The team left 98 pounds of tiles, wood, scrap metal and trash to be picked up by Cal Water crews; scrap metal will be recycled. GreenTown volunteers took home 78 pounds of plastic (62 bottles), glass (22 bottles) and aluminum (21 cans) and other items with chasing arrows to recycle in their home bins, keeping them out of the landfill.

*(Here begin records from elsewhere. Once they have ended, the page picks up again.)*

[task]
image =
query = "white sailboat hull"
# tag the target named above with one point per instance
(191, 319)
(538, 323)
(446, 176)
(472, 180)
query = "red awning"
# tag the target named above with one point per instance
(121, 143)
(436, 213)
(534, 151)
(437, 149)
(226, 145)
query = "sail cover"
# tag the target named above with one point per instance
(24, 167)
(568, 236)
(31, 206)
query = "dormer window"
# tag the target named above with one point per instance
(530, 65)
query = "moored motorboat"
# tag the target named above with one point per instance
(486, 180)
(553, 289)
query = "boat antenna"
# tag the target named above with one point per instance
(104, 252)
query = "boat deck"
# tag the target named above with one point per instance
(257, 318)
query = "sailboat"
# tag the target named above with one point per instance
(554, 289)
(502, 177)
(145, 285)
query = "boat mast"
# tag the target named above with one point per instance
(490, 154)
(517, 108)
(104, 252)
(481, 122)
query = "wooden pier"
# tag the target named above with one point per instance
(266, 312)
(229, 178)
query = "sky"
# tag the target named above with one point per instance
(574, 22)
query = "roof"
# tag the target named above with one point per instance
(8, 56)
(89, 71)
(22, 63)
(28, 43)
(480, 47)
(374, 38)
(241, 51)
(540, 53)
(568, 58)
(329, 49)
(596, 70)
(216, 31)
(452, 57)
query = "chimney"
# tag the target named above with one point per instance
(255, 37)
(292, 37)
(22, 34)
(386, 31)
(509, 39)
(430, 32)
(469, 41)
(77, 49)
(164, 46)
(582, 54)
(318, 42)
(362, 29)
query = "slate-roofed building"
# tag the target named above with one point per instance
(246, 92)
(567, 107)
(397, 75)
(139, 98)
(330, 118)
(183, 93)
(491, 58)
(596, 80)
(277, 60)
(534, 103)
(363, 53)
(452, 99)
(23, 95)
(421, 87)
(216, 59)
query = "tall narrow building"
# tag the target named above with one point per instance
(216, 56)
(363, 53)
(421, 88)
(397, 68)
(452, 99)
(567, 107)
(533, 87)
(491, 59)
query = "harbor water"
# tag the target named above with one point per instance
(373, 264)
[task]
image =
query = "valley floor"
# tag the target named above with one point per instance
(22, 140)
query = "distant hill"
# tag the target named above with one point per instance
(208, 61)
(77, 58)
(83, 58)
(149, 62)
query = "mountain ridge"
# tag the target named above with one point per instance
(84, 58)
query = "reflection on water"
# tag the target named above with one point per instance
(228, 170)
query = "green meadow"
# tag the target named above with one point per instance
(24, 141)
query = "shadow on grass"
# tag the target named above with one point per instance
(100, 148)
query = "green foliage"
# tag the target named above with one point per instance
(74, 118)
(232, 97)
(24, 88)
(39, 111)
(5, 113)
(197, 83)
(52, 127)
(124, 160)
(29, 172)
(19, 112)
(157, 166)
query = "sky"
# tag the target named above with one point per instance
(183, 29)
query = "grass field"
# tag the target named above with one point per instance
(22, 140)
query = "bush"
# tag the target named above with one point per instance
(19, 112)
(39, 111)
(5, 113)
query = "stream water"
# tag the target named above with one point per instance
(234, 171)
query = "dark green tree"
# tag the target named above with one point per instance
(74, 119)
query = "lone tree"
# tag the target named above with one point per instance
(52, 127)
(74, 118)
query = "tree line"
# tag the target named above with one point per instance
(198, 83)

Santa Clara County Cleanups

Collectively, (no pun intended), according to Santa Clara Water District Volunteer Coordinator, Kate Slama, the county wide data speaks volumes:

  • Number of Volunteers: 1,643
  • Distance Cleaned: 73.67 miles of creeks and shoreline
  • Pounds of Trash: 35,423
  • Pounds of Recyclables: 9,388,  37.7%

Unusual Items: life-size Santa Claus lawn decoration; old fashioned can opener, toy dinosaur, fireworks mortar launcher, crawdad trap, voodoo doll, skateboard, blonde wig, clean one dollar bills, propane tank, manikin head, 1962 dodge convertible, hibachi, TV tray, checkbook, dentures, sign on wheels, DVD player, bookcase, yoga mat, mini toilet, dog collar (without the dog), exercise ball, flag pole

Proving Trash Can Be a Treasure

According to Barbara O’Reilly, lead for the GreenTown volunteers, “We repurposed our biggest item by weight, which was a 30 pound bicycle, that will be part of an upcoming GreenTown November bike drive” (see photo), which shows one person’s garbage is another’s treasure.